Friday, April 22, 2011

CBRIII: Book #21: The Raising by Laura Kasischke

Believe it or not, I was introduced to this book by a women's magazine. Family Circle or Woman's Day, actually. Generally they recommend books that I can't even begin to have an interest in, but this time I was intrigued. This is an extremely well-written book.

How do I begin? Craig Clements-Rabbitt is returning to college for his sophomore year. He's been home all summer after a car accident that killed his girlfriend Nicole Werner and left him a pariah. Perry Edwards welcomes Craig to their new apartment, roommates again, as they were freshmen year in Godwin Honors Hall. Perry had known Nicole all through school, having grown up with her in Bad Axe. He was the reason that Craig and Nicole had met.

We are also introduced to Shelly Lockes, who works on campus with the music school. She's got a work-study student this year, Josie Reilly. Josie is a horrible worker that was a roommate and sorority sister of Nicole Werner in their freshmen year. Shelly thinks that she'll have to fire the attractive girl for her incompetence. Shelly was also the first person on the scene of Craig and Nicole's accident. The person that called 911.

Mira Polson is a professor in Godwin Honors Hall where she teaches about death and the various rituals and superstitions that we assign to help ourselves grieve. She is approached by Perry Edwards one day because he wishes to take her seminar intended for freshmen only. Perry is troubled by Nicole's death and the effect it has had on Craig and other people on campus. Intrigued by the possibilities for her being published and gaining tenure, Mira agrees to allow Perry into the seminar.

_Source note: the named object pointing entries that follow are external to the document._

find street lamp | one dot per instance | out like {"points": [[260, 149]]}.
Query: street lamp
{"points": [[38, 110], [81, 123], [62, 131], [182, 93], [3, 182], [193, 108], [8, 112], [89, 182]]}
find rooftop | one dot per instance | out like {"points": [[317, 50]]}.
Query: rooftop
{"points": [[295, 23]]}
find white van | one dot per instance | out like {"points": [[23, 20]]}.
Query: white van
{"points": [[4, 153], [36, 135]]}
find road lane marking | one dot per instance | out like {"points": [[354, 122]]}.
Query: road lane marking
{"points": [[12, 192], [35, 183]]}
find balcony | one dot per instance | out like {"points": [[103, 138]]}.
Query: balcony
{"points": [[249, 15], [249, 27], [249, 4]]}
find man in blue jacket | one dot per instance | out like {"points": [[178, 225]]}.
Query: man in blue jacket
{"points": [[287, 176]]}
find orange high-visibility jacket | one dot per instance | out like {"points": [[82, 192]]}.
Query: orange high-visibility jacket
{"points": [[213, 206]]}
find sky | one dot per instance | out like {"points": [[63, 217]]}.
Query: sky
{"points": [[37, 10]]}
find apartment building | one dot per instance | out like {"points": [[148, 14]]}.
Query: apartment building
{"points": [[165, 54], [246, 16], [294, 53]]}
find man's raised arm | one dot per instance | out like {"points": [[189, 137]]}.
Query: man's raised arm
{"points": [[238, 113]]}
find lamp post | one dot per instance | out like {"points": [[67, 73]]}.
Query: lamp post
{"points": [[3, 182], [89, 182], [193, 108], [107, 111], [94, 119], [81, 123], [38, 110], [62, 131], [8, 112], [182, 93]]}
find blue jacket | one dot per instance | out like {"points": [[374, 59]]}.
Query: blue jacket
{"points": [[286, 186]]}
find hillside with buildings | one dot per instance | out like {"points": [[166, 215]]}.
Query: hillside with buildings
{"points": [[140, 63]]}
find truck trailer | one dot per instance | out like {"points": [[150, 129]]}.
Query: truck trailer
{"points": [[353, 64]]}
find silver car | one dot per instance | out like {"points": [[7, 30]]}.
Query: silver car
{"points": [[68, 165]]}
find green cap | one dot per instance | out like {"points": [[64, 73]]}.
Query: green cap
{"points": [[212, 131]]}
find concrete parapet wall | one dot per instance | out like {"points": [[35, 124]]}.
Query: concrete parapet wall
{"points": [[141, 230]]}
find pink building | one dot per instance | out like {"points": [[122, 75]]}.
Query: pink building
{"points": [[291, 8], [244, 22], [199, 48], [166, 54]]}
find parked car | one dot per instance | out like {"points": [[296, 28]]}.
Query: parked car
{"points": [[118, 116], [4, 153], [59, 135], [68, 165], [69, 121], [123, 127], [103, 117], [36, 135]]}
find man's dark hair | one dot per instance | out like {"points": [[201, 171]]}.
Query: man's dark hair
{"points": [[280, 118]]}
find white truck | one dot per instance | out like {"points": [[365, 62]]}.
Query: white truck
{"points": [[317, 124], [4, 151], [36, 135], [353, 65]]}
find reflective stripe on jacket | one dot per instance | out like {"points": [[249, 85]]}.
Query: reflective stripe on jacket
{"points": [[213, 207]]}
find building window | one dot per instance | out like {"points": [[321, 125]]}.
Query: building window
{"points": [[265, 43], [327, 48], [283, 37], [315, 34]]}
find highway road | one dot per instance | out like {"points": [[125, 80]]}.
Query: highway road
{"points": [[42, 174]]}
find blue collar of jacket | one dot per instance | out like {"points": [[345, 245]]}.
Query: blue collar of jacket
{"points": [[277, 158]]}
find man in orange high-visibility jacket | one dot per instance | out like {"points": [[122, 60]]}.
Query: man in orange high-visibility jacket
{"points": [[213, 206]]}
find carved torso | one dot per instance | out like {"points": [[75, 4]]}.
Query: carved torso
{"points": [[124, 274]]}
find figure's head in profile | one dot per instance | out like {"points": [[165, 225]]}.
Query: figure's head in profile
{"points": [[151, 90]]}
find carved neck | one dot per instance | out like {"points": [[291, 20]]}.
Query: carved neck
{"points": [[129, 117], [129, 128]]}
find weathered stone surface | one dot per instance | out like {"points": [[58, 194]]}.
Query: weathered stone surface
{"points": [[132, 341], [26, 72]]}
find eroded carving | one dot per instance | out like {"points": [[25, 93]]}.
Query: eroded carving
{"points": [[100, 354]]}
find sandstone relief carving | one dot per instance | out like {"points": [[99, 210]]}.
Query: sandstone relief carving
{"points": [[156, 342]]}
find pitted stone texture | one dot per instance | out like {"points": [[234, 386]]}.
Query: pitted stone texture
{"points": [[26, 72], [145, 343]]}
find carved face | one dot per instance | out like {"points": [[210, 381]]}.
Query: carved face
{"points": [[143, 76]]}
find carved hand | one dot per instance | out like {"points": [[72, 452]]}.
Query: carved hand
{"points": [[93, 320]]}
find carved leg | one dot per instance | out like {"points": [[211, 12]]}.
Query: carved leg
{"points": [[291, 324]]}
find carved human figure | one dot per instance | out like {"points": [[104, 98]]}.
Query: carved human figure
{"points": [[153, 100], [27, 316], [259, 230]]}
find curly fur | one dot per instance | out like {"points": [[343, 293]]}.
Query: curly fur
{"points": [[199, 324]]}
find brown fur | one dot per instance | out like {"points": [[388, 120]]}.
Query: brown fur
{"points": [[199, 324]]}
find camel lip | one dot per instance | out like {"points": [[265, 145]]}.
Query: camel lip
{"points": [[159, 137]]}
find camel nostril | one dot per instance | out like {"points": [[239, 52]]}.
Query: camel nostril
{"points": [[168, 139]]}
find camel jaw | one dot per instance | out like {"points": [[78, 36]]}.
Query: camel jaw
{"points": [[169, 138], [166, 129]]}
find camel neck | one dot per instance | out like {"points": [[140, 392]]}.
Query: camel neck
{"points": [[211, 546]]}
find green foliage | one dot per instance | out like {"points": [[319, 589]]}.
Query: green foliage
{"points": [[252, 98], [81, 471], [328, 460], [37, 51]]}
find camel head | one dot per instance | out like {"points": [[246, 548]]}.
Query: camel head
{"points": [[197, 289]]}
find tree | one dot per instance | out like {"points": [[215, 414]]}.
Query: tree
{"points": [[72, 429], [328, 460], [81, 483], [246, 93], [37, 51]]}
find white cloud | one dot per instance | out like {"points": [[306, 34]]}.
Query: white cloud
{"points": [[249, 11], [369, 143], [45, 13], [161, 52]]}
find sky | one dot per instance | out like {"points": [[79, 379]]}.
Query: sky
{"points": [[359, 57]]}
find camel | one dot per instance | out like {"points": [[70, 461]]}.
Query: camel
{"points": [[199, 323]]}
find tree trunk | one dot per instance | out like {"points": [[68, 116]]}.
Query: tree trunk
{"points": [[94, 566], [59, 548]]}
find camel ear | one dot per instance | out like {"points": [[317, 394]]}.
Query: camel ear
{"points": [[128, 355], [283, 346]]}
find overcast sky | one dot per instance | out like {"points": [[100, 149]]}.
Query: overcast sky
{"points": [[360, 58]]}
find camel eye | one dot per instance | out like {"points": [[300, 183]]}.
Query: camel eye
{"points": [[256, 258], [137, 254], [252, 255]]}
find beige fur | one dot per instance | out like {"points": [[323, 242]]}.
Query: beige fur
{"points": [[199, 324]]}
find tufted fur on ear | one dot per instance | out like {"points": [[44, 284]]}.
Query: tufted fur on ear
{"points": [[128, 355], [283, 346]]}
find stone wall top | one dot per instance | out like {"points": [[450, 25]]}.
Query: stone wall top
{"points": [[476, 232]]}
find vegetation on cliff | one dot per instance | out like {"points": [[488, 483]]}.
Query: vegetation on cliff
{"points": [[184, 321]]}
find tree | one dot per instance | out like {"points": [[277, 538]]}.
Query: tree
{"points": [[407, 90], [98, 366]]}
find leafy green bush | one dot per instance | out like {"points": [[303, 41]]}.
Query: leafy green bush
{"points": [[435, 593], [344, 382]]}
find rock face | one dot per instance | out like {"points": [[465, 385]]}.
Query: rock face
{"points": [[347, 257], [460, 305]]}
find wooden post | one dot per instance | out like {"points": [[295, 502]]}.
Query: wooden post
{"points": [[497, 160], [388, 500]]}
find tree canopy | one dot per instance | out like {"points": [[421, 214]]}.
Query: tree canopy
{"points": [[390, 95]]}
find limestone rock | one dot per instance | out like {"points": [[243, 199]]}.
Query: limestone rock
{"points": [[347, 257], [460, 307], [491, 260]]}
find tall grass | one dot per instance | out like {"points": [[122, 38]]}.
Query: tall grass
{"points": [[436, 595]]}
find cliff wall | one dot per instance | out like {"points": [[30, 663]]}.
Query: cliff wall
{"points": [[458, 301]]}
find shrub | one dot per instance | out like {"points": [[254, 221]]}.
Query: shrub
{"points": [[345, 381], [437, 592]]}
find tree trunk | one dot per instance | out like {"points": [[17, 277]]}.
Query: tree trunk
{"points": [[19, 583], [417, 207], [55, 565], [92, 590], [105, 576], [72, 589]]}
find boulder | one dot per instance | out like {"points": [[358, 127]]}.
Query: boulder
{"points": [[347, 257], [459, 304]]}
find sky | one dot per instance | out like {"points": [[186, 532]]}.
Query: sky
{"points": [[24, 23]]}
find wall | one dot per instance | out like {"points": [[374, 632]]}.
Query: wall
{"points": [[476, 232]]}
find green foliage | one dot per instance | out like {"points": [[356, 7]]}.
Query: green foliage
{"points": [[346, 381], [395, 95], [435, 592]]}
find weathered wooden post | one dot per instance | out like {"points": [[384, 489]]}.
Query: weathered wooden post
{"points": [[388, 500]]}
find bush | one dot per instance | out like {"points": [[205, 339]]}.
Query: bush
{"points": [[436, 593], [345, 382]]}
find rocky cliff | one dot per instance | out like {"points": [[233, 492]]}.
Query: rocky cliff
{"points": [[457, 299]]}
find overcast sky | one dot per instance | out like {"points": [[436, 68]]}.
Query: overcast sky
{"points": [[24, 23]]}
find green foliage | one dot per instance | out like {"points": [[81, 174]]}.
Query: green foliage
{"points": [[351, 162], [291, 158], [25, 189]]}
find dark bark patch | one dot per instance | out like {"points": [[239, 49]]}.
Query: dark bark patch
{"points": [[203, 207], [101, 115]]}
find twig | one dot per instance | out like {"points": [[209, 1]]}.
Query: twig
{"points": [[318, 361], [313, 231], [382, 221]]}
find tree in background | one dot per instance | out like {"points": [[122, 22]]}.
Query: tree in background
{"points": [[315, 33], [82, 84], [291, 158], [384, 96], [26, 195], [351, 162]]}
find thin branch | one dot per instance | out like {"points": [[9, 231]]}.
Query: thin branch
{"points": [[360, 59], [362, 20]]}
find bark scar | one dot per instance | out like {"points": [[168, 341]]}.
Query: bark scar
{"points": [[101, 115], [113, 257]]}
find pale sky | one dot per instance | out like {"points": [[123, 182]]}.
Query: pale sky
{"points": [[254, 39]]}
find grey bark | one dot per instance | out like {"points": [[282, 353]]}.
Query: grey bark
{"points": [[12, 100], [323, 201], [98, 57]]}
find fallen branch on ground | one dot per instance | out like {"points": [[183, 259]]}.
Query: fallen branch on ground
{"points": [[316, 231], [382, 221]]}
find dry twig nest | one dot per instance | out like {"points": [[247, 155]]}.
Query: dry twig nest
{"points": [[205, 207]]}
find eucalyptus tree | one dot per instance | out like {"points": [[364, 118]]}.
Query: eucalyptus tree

From here, Kasischke weaves the stories of all of these different people into one haunting tale of what happens when we die and how people deal with their grief. I was first confused as to why all of these seemingly insignificant characters were being given attention. Slowly, the pieces begin to come together as much as the story we think we're reading begins to unravel. Kasischke had created something that you will think about and analyze for days after you finish the last page.